The identity of the player has not been released. Officials from the Cuban team have been unavailable for comment.

Hayter, a former Edmonton city councillor, said he has not officially been notified a defection occurred, but said it would not shock him. Enamoured with playing in the big leagues, a handful of Cuban men have defected in Edmonton over the years.

“The fact that this is a woman is what makes it different,” Hayter said. “That would be a first.”

The Cuban team has lost all four of its games so far at the World Cup, which has been held every other year since 2004. The Cubans were scheduled to play Team USA on Tuesday before the contest was rained out, a game rescheduled for 1 p.m. Wednesday at John Fry Park.

Volunteer drivers for the Cuban team said authorities did not act as if anything out of the ordinary had occurred when they arrived to pick up the team Tuesday morning. The leader of the delegation went from vehicle to vehicle, taking a head count, but that is standard protocol for the Cubans, who often lose top stars during international play.

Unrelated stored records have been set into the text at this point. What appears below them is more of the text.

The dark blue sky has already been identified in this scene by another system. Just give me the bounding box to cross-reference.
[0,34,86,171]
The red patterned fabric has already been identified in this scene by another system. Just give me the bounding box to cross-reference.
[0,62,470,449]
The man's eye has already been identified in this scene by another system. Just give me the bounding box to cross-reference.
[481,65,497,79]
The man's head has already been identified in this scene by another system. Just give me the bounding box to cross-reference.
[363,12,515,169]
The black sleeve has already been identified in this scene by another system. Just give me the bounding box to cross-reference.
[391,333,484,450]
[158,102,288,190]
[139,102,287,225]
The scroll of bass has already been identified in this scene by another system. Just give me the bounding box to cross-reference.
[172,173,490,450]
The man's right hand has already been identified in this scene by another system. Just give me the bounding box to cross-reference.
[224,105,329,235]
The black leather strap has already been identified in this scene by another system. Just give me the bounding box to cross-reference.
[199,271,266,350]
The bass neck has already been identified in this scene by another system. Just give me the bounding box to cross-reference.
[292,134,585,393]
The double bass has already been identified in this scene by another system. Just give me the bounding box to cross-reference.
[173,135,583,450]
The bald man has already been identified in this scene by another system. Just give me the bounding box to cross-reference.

In 2008, the Kansas City Royals signed pitcher Noel Arguelles to a $7-million, five-year contract after he bolted from Cuba’s junior team in Edmonton.

While Hayter was surprised to receive a call from Castro that time, he wasn’t angered by the vitriol hurled in his direction.

“I said, ‘Mr. President, I have no idea how they escaped, and we didn’t do anything at all to encourage it,’” Hayter said. “I told him not to blame me, that we don’t keep teams under lock and key.”

Castro blamed him anyway.

“I remember it being a rather extended conversation and one that was decidedly one-sided,” Hayter said. “At the end, he hung up on me.”